Stages of Civil Litigation
Stage 1: Pre-Commencement of Proceedings
- Before litigation formally begins, parties must gather evidence and assess the legal and commercial objectives of the client.
- Pre-action protocols are followed, which are designed to encourage early settlement by exchanging information about the dispute and narrowing down the issues in contention.
- The potential claimant must send a Letter Before Claim to the defendant outlining the case, and the defendant must respond with their position.
- Costs and the potential for Alternative Dispute Resolution (ADR) must be discussed at this stage. Failing to follow the protocol can result in cost sanctions.
Stage 2: Commencement of the Claim:
- If settlement cannot be reached, litigation begins by issuing a Claim Form at court, accompanied by Particulars of Claim detailing the specific facts and legal basis of the claim.
- The defendant must respond by filing a Defence. If they wish to counterclaim, they can file a counterclaim as part of their defence.
- Once these pleadings are filed, the court will allocate the case to one of three procedural tracks (Small Claims Track, Fast Track, or Multi-Track) based on the complexity and value of the claim.
Small Claims Track: For claims up to £10,000.
* Fast Track: For claims between £10,000 and £25,000.
- Multi-Track: For claims over £25,000.
The court will manage the case according to the appropriate track to ensure an efficient and proportionate resolution.
Stage 3: Interim Matters
- The court actively manages the case through Case Management Directions, which set out a strict timetable for procedural steps.
- Parties are required to disclose all relevant documents, even those that are unhelpful to their case.
- Evidence, such as witness statements and expert reports, must be exchanged between the parties to prepare for trial.
- The parties may also request interim orders, such as injunctions or specific disclosures, if needed to facilitate the case’s progress.
Stage 4: Trial
* The trial is the formal stage where the case is presented to the judge, who will evaluate all evidence, hear witness testimony, and consider legal arguments.
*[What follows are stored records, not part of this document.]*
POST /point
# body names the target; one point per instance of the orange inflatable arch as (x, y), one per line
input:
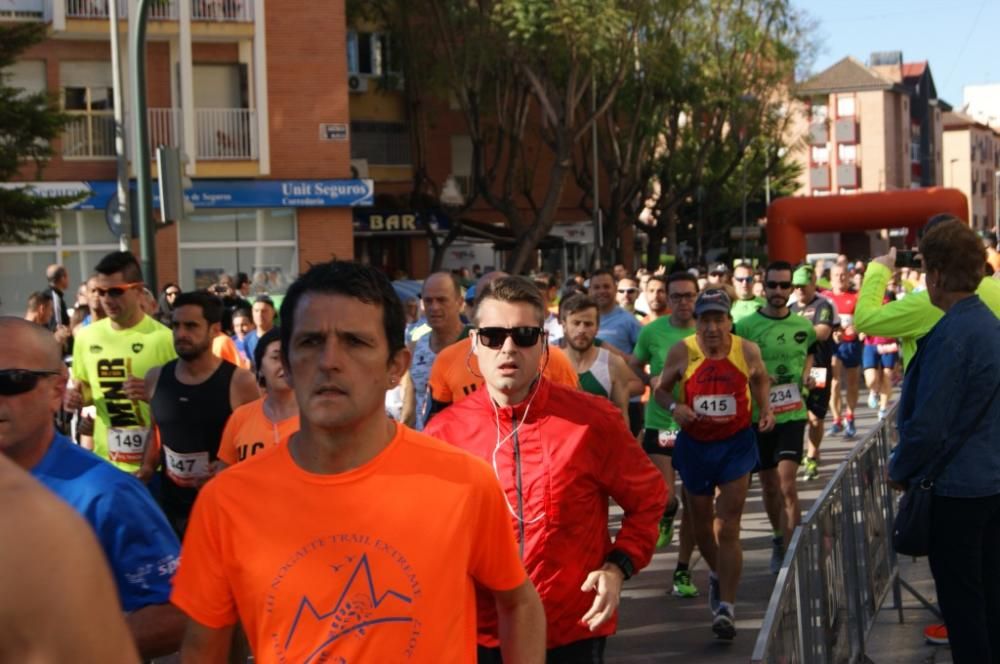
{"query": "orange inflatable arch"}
(789, 219)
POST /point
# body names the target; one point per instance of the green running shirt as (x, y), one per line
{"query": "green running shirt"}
(655, 341)
(743, 308)
(785, 344)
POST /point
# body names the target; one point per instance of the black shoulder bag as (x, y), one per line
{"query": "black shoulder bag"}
(911, 530)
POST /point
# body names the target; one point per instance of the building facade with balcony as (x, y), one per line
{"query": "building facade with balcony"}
(392, 234)
(863, 135)
(260, 113)
(972, 161)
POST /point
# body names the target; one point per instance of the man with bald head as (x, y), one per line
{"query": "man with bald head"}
(56, 598)
(138, 544)
(441, 295)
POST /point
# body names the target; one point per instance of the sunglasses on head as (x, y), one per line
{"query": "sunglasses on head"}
(118, 291)
(19, 381)
(496, 337)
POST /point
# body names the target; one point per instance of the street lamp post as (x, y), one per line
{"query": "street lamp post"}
(140, 125)
(743, 190)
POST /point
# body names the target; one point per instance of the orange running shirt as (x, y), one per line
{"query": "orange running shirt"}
(378, 564)
(249, 431)
(451, 379)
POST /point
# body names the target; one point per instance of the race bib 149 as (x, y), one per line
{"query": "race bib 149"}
(127, 445)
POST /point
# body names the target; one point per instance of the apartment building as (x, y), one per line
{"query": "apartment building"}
(972, 161)
(867, 128)
(982, 103)
(259, 108)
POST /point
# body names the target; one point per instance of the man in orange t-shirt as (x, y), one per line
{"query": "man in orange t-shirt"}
(365, 540)
(255, 426)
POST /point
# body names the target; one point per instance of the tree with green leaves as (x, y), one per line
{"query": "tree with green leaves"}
(708, 93)
(28, 125)
(569, 52)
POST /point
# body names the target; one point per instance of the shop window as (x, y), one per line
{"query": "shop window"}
(88, 99)
(381, 143)
(371, 53)
(260, 242)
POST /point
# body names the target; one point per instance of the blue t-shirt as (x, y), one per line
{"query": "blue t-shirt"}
(141, 548)
(620, 329)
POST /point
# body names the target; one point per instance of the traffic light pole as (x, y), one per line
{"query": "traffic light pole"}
(140, 124)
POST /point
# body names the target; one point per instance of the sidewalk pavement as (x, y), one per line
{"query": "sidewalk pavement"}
(894, 643)
(655, 627)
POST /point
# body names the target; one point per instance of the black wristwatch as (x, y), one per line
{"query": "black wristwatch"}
(623, 562)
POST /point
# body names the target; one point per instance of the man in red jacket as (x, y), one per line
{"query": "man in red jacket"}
(559, 454)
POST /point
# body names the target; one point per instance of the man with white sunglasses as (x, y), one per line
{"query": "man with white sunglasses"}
(559, 454)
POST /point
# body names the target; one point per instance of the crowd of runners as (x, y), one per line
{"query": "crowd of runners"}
(355, 477)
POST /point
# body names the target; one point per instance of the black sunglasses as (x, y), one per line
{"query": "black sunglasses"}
(118, 291)
(496, 337)
(19, 381)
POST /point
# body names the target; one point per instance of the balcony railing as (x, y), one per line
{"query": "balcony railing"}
(238, 11)
(221, 134)
(89, 135)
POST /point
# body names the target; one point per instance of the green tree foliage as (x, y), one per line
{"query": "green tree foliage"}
(28, 125)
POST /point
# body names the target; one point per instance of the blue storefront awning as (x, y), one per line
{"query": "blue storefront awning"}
(219, 194)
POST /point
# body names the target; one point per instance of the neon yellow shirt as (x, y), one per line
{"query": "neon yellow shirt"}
(910, 318)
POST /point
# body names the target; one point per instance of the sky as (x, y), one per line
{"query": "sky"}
(957, 37)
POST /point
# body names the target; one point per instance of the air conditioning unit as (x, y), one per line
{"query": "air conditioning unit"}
(359, 169)
(357, 83)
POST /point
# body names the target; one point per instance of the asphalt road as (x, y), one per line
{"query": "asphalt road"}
(657, 627)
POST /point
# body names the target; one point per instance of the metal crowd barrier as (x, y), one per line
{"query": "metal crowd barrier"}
(840, 564)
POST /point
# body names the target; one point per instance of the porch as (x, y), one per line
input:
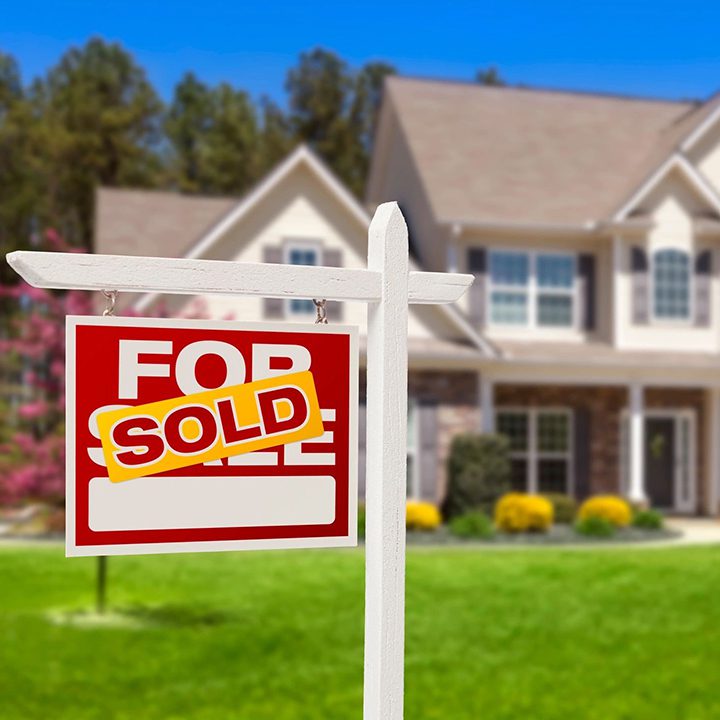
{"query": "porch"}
(652, 444)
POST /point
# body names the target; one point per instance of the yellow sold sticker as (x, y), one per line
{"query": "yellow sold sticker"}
(209, 425)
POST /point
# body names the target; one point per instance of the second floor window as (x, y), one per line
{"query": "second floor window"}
(671, 285)
(532, 289)
(302, 254)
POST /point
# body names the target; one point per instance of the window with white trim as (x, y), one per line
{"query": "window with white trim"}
(671, 285)
(540, 448)
(532, 289)
(301, 252)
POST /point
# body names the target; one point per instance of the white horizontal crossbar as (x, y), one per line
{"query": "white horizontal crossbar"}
(181, 276)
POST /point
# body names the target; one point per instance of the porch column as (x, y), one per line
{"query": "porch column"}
(487, 404)
(636, 490)
(714, 447)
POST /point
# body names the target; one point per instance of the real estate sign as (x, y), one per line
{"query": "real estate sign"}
(190, 435)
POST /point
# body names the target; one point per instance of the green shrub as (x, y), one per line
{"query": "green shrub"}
(595, 526)
(648, 520)
(472, 524)
(478, 473)
(564, 507)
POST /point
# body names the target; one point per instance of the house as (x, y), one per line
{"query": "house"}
(300, 213)
(592, 225)
(591, 336)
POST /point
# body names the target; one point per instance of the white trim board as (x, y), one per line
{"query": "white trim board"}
(697, 134)
(674, 162)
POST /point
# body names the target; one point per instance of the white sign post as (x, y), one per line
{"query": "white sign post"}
(387, 287)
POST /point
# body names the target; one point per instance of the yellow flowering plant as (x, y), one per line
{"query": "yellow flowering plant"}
(521, 512)
(422, 516)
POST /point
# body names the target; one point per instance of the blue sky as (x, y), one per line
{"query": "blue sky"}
(661, 48)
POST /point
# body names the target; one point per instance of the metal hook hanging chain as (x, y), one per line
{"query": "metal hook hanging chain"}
(110, 298)
(321, 317)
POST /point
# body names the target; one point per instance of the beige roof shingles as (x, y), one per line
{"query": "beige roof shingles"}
(149, 222)
(515, 155)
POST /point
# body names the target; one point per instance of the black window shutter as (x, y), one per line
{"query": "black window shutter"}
(586, 277)
(428, 431)
(703, 288)
(333, 258)
(640, 298)
(273, 308)
(581, 452)
(477, 265)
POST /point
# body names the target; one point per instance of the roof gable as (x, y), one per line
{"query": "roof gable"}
(498, 154)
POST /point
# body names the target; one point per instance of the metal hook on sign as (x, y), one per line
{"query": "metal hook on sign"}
(110, 298)
(321, 310)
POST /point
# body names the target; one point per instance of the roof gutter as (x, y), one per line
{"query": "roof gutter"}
(458, 227)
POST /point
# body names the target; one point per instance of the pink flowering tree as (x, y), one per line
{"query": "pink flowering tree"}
(32, 456)
(32, 384)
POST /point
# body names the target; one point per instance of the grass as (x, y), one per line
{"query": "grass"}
(497, 635)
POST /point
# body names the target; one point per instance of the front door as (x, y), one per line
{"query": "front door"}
(660, 461)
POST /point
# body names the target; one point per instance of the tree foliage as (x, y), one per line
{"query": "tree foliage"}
(100, 126)
(490, 76)
(94, 119)
(32, 456)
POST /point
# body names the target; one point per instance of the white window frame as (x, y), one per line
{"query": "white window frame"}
(290, 244)
(532, 290)
(654, 319)
(413, 448)
(533, 454)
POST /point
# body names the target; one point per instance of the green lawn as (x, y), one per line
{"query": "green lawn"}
(536, 634)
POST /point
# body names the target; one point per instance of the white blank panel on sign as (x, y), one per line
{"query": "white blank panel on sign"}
(166, 503)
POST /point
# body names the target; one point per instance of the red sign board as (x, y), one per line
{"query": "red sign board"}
(191, 435)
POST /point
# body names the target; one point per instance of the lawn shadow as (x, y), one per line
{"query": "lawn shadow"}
(143, 616)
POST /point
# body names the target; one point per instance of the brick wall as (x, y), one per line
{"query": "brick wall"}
(456, 395)
(605, 404)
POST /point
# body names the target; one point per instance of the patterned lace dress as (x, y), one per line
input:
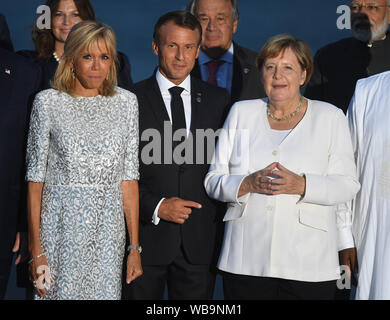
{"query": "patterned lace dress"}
(82, 149)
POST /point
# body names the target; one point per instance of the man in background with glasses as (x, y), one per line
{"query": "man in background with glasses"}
(339, 65)
(221, 61)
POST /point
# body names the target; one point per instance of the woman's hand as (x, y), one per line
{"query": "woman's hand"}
(40, 274)
(134, 267)
(258, 182)
(288, 182)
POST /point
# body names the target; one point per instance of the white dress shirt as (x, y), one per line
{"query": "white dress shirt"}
(225, 71)
(284, 236)
(164, 85)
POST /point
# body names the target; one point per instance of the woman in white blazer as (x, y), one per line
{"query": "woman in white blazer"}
(282, 165)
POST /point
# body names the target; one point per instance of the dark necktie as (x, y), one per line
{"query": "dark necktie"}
(213, 66)
(177, 110)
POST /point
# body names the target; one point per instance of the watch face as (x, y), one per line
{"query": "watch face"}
(138, 248)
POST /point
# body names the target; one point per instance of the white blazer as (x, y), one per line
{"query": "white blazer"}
(284, 236)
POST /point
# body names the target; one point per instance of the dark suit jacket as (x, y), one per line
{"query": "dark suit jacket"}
(49, 67)
(339, 65)
(198, 235)
(5, 38)
(19, 81)
(246, 83)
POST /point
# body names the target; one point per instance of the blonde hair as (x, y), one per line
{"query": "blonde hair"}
(279, 44)
(81, 38)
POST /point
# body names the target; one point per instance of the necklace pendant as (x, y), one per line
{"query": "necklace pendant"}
(288, 117)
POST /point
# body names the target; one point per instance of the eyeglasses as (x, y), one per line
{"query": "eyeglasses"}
(371, 7)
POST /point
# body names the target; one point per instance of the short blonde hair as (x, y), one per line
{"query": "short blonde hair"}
(81, 38)
(279, 43)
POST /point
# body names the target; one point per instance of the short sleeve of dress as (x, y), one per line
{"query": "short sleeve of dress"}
(131, 162)
(38, 140)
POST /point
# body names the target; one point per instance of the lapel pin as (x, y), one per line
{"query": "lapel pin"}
(199, 98)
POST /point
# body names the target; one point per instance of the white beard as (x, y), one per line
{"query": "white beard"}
(379, 31)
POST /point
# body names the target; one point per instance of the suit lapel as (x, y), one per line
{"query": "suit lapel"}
(237, 78)
(196, 71)
(153, 94)
(197, 103)
(241, 71)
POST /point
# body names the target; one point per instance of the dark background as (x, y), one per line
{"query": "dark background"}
(133, 21)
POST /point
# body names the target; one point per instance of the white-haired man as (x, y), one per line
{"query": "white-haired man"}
(221, 61)
(339, 65)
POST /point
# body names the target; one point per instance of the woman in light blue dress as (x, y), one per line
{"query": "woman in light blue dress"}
(82, 172)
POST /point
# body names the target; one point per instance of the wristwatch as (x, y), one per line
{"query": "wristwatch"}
(133, 246)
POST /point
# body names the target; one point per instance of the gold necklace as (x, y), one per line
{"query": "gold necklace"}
(288, 117)
(56, 57)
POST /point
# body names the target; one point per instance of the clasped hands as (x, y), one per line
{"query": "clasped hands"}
(177, 210)
(273, 180)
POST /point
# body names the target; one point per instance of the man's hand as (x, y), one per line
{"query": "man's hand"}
(21, 247)
(348, 257)
(177, 210)
(134, 266)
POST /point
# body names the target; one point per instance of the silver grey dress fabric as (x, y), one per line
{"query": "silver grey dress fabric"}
(82, 149)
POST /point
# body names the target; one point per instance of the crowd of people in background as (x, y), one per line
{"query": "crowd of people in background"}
(293, 187)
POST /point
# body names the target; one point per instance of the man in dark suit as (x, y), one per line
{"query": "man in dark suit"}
(18, 84)
(221, 61)
(339, 65)
(178, 228)
(5, 38)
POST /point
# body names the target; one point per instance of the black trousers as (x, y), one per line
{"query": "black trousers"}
(184, 281)
(240, 287)
(5, 268)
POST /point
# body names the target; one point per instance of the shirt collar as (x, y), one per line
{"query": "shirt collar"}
(165, 84)
(227, 57)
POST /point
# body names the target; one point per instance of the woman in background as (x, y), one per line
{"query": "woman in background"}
(49, 43)
(82, 172)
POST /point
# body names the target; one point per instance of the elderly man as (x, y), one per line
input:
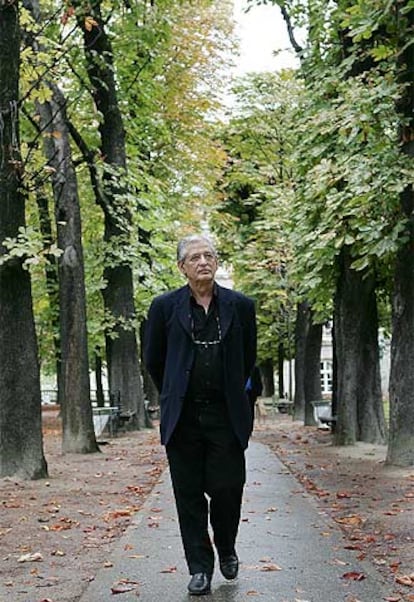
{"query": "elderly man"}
(200, 348)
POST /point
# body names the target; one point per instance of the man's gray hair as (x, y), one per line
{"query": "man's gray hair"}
(185, 242)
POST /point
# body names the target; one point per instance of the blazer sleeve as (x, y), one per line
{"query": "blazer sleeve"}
(155, 342)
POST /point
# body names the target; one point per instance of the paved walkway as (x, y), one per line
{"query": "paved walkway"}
(289, 550)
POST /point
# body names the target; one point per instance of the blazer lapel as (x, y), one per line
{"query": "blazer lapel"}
(225, 309)
(183, 309)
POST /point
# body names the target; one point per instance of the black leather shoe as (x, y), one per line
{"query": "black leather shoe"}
(200, 584)
(229, 566)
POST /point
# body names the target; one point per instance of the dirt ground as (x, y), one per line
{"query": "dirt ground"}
(55, 534)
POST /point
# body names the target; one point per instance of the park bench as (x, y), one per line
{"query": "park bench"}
(284, 406)
(322, 412)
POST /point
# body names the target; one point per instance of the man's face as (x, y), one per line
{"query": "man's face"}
(200, 263)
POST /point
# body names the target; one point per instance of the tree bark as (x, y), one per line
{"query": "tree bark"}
(312, 380)
(52, 279)
(124, 374)
(301, 333)
(21, 445)
(359, 406)
(76, 410)
(401, 439)
(280, 364)
(266, 369)
(370, 408)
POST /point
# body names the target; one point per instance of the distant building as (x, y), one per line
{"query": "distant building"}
(326, 365)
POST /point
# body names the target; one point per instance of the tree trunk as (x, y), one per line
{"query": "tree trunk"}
(52, 280)
(359, 409)
(334, 377)
(76, 409)
(21, 446)
(301, 332)
(370, 408)
(100, 397)
(124, 374)
(266, 369)
(312, 381)
(280, 364)
(401, 439)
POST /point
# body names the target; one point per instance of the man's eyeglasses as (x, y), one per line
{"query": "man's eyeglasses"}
(196, 258)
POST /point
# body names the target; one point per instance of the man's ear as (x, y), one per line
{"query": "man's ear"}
(180, 265)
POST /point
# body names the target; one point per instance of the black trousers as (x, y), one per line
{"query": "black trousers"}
(207, 466)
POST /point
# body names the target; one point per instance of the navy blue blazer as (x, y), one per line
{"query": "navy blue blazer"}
(169, 355)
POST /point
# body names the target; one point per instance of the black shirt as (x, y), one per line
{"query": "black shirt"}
(206, 379)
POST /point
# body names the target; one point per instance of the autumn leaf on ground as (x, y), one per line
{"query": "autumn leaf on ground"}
(271, 567)
(353, 520)
(342, 495)
(124, 586)
(170, 569)
(354, 576)
(407, 580)
(118, 514)
(35, 557)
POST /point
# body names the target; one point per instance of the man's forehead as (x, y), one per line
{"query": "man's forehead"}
(198, 247)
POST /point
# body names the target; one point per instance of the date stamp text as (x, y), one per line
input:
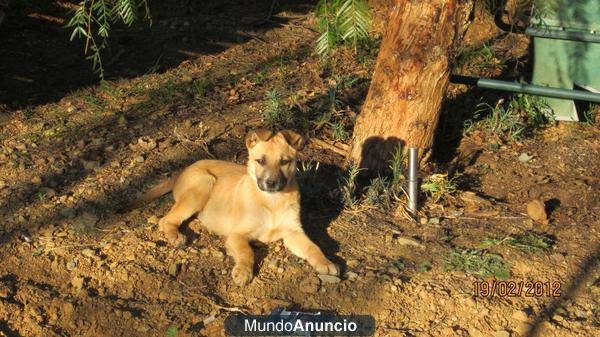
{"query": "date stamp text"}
(516, 288)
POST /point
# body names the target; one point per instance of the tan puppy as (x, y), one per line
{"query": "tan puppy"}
(258, 202)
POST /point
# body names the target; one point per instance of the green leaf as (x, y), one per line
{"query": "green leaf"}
(171, 332)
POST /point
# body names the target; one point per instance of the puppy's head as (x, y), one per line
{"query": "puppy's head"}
(272, 158)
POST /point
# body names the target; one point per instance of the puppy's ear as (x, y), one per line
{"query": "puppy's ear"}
(295, 140)
(255, 136)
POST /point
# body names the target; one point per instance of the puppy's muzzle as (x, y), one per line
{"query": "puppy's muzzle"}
(272, 184)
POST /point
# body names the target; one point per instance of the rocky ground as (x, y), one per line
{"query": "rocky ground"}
(71, 265)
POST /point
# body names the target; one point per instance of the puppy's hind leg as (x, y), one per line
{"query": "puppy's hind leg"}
(300, 245)
(239, 248)
(187, 203)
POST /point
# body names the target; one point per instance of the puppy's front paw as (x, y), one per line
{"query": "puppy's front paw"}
(326, 267)
(242, 274)
(176, 239)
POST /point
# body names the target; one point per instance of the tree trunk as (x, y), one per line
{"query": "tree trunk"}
(410, 79)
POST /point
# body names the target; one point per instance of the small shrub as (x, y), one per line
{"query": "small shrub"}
(438, 186)
(341, 21)
(522, 116)
(478, 263)
(274, 112)
(347, 186)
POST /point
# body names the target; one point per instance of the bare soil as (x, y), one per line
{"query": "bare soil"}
(71, 265)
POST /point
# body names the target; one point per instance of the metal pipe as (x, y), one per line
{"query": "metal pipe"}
(563, 34)
(413, 179)
(530, 89)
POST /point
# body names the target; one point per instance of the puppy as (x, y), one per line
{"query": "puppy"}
(260, 201)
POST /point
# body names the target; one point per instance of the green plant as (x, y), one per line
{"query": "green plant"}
(477, 59)
(378, 191)
(332, 102)
(424, 266)
(93, 18)
(397, 166)
(341, 21)
(260, 77)
(521, 116)
(171, 332)
(588, 114)
(274, 112)
(528, 242)
(322, 120)
(347, 185)
(478, 263)
(203, 87)
(439, 186)
(339, 132)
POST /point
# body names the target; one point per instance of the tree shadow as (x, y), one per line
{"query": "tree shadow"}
(72, 172)
(41, 65)
(319, 208)
(587, 269)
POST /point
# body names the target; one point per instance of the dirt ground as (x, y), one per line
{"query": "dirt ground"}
(72, 150)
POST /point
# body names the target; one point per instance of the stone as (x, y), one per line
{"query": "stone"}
(329, 278)
(536, 210)
(501, 333)
(88, 252)
(77, 282)
(352, 263)
(408, 242)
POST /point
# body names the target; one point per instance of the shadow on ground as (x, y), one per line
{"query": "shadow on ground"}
(40, 64)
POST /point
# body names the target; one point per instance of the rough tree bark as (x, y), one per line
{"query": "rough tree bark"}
(410, 79)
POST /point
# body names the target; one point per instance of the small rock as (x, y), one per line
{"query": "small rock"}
(36, 180)
(501, 333)
(85, 222)
(48, 192)
(88, 252)
(525, 158)
(393, 270)
(352, 276)
(71, 265)
(173, 269)
(4, 291)
(310, 285)
(329, 278)
(90, 165)
(218, 254)
(408, 242)
(523, 328)
(352, 263)
(520, 316)
(67, 309)
(536, 210)
(77, 282)
(208, 320)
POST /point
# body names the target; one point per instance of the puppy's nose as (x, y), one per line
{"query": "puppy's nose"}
(271, 183)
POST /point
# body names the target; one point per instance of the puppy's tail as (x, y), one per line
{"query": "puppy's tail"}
(156, 192)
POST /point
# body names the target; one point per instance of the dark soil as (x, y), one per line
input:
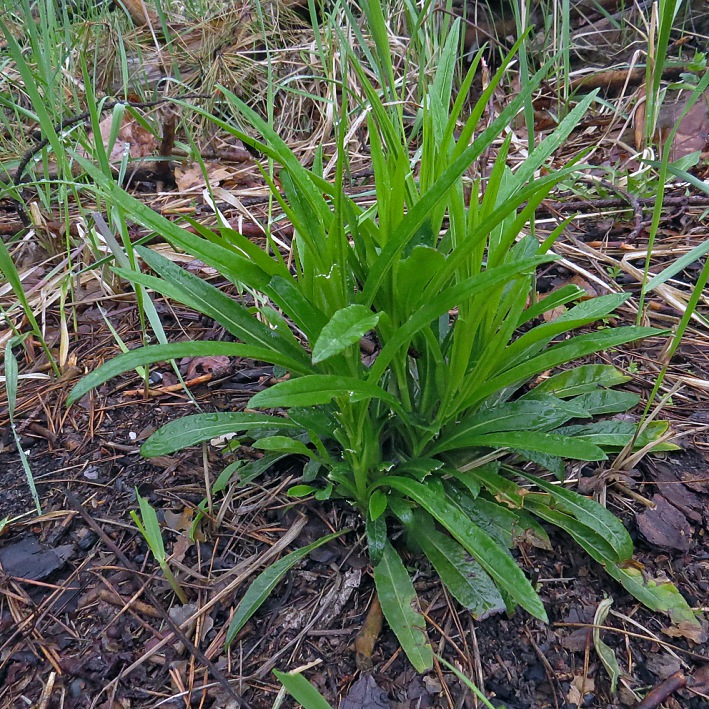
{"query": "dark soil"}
(73, 614)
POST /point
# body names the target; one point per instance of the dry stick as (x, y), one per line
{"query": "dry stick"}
(191, 647)
(663, 691)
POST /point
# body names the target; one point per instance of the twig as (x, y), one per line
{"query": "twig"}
(174, 627)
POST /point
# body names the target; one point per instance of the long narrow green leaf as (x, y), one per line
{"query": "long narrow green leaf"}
(186, 288)
(568, 351)
(301, 690)
(496, 562)
(590, 513)
(441, 304)
(541, 414)
(462, 575)
(128, 361)
(397, 598)
(266, 581)
(551, 443)
(579, 380)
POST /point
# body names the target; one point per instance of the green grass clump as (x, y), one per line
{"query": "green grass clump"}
(440, 276)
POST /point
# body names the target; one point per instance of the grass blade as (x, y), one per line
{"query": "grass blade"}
(262, 586)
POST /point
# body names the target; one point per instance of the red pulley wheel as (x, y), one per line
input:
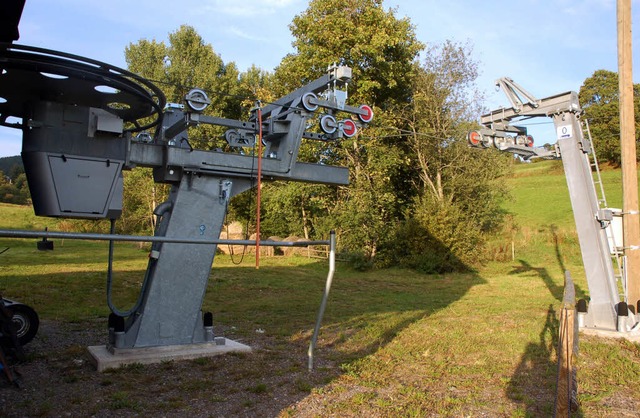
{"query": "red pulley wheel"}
(368, 115)
(349, 128)
(474, 138)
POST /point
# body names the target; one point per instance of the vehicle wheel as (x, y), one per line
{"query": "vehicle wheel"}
(26, 322)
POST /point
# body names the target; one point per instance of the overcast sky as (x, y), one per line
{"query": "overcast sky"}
(547, 46)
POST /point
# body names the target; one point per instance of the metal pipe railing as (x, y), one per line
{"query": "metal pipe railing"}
(14, 233)
(325, 296)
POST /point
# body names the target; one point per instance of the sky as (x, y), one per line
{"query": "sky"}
(546, 46)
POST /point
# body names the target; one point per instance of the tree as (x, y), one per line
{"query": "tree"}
(599, 97)
(187, 62)
(380, 49)
(458, 192)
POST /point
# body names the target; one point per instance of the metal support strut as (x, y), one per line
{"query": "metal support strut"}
(500, 131)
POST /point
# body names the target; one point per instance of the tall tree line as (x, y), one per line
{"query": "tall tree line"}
(418, 195)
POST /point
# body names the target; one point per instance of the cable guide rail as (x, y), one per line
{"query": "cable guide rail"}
(14, 233)
(83, 124)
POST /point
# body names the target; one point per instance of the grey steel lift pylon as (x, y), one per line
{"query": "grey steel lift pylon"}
(84, 122)
(592, 222)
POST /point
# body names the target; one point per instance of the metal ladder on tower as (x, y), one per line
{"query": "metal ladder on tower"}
(616, 252)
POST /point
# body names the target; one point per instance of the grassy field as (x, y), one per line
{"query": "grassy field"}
(393, 342)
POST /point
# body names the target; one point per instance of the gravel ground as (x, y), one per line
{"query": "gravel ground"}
(58, 379)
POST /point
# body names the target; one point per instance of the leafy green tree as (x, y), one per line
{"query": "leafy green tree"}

- The judge determines issues of liability (which party is responsible) and quantum (the amount of compensation or damages to be awarded).
- In addition, the judge will make decisions regarding costs, often ordering the losing party to pay the winning party’s legal fees.
Stage 5: Post-Trial
* After the trial, the losing party may appeal the decision, provided they have grounds to challenge either the judgment or the amount of damages awarded.
- If the losing party fails to comply with the court’s judgment (e.g., by not paying damages or costs), the winning party can apply for enforcement measures.
- Enforcement might involve instructing bailiffs to seize the losing party’s assets or garnishing wages to satisfy the judgment.